2 Rieske非血红素铁环羟基化双加氧酶(RHOs) 的来源、组成2.1 RHOs的菌株来源分布目前对于RHOs的研究集中在Rhodococcus sp.、Pseudomonas sp.、罗尔斯通氏菌属Ralstonia sp.、海杆菌属Marinobacter sp.、丛毛单胞菌属Comamonas sp.、潘多拉菌属Pandoraea sp.等菌株中^[46]。表 1统计了1988年至今能够使用如Naphthalene dioxygenase、Biphenyl dioxygenases等特定关键词查询到的在文献中发表的已经与多环芳烃降解相关的RHOs基因，少有发现新型的RHOs，进行表征的都与早期发现的RHOs具有高度同源性。在多环芳烃降解菌的筛选及研究过程中还发现RHOs可能在不同菌属中存在水平转移的现象。早期有观点认为RHOs可能起源于革兰氏阴性细菌，随后转移到革兰氏阳性细菌中^[47]。水平转移的现象被研究者们多次提到，如：利用简并PCR引物从Marinobacter中扩增萘双加氧酶的大亚基，经系统发育树分析，该萘双加氧酶与Pseudomonas和伯克氏菌属Burkholderia来源的萘双加氧酶相似，而在其基因簇附近发现了tnpA1基因的同源基因，可能编码噬菌体λ型转座酶，这可能解释了多环芳烃降解基因在这些细菌谱系中发生的水平转移^[48]。同样的，以来自Pseudomonas spp.的2Fe-2S还原酶基因设计引物，发现食酸菌属Acidovorax中有与Pseudomonas spp.相同的萘双加氧酶的相关基因，但是属于同一物种的菌株则没有^[49]。研究推测这种基因水平转移的发生在微生物群落适应污染物中发挥了重要作用^[50]。

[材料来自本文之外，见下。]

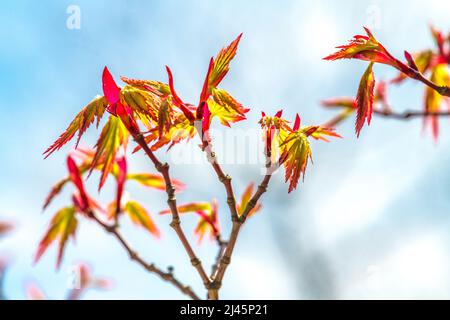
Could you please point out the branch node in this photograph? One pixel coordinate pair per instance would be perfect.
(231, 201)
(133, 255)
(225, 260)
(195, 261)
(215, 285)
(175, 222)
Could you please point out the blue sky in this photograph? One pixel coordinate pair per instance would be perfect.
(371, 219)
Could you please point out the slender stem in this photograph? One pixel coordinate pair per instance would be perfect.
(226, 257)
(150, 267)
(221, 246)
(171, 201)
(387, 113)
(442, 90)
(224, 178)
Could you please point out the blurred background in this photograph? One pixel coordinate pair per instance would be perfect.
(371, 219)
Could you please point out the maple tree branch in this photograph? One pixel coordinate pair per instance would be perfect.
(225, 179)
(388, 113)
(150, 267)
(171, 201)
(442, 90)
(222, 244)
(228, 252)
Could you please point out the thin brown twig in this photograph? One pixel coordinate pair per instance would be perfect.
(171, 201)
(222, 244)
(150, 267)
(387, 113)
(225, 179)
(442, 90)
(226, 257)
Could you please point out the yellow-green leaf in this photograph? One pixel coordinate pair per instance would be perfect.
(62, 226)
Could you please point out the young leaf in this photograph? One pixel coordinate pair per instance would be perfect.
(176, 99)
(74, 174)
(364, 99)
(62, 226)
(369, 49)
(90, 113)
(113, 136)
(222, 62)
(110, 89)
(141, 217)
(121, 178)
(295, 156)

表 1 RHOs来源及其作用的底物Table 1 Origins and substrates of RHOs

GenBank	Strains	RHOs	Substrates	Year	References
CP054128	Pseudomonas sp. MPDS	Naphthalene dioxygenase	Naphthalene, fluorene, dibenzofuran and dibenzothiophene	2021	[16]
MH560349	Pseudomonas fluorescens AH-40	Naphthalene dioxygenase	Phenanthrene	2020	[51]

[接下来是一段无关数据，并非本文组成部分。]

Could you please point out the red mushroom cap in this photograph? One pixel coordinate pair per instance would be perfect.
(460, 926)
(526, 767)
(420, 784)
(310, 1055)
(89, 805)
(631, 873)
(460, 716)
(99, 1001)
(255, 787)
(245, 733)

KJ461700	Pseudomonas aeruginosa N6P6	Naphthalene dioxygenase	Naphthalene	2020	[52]
MULN00000000	Pseudomonas veronii strainVI4T1	Naphthalene dioxygenase	Naphthalene	2019	[53]

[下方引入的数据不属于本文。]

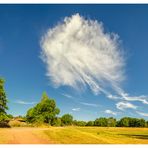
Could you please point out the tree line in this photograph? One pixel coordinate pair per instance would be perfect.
(46, 112)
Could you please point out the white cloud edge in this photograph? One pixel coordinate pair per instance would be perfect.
(110, 112)
(24, 102)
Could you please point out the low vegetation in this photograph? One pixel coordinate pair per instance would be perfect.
(46, 112)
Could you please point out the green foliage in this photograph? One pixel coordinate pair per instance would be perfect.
(56, 122)
(67, 119)
(90, 123)
(43, 112)
(101, 122)
(3, 99)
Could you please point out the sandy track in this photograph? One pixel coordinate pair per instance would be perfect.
(26, 136)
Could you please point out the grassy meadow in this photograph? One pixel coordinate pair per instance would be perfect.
(74, 135)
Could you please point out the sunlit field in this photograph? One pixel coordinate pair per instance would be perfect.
(74, 135)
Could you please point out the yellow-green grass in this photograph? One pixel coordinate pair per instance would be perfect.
(97, 135)
(80, 135)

JN613334	Rhodococcus wratislaviensis strain 9	Naphthalene dioxygenase	Phenanthrene	2019	[54]
AAD28100	Rhodococcus sp. strain NCIMB12038	Naphthalene dioxygenase	Naphthalene	2019	[55]
CP006254	Geobacillus sp. JF8	Naphthalene dioxygenase	Naphthalene	2019	[56]
NO	Sphingobium yanoikuyae B1	Biphenyl 2, 3-dioxygenase	Phenazine	2017	[57]
KC771235	Pseudomonas aeruginosa JP-11	Biphenyl dioxygenase	Biphenyl	2016	[58]
JN235141	Rhodococcus sp. ustb-1	Naphthalene dioxygenase	Pyrene	2015	[59]
Q46372	Pandoraea pnomenusa B356	Biphenyl dioxygenases	3-hydroxy-4, 4′-dichlorobiphenyl, 3, 3′-dihydroxy-4, 4′-chlorobiphenyl, flavone, isoflavone, and flavanone	2015	[60]
KM102520	Uncultured gammaproteobacterium	Aromatic ring-hydroxylating oxygenases (phd20/19)	Biphenyl, naphthalene, phenanthrene, pyrene, fluoranthene	2014	[61]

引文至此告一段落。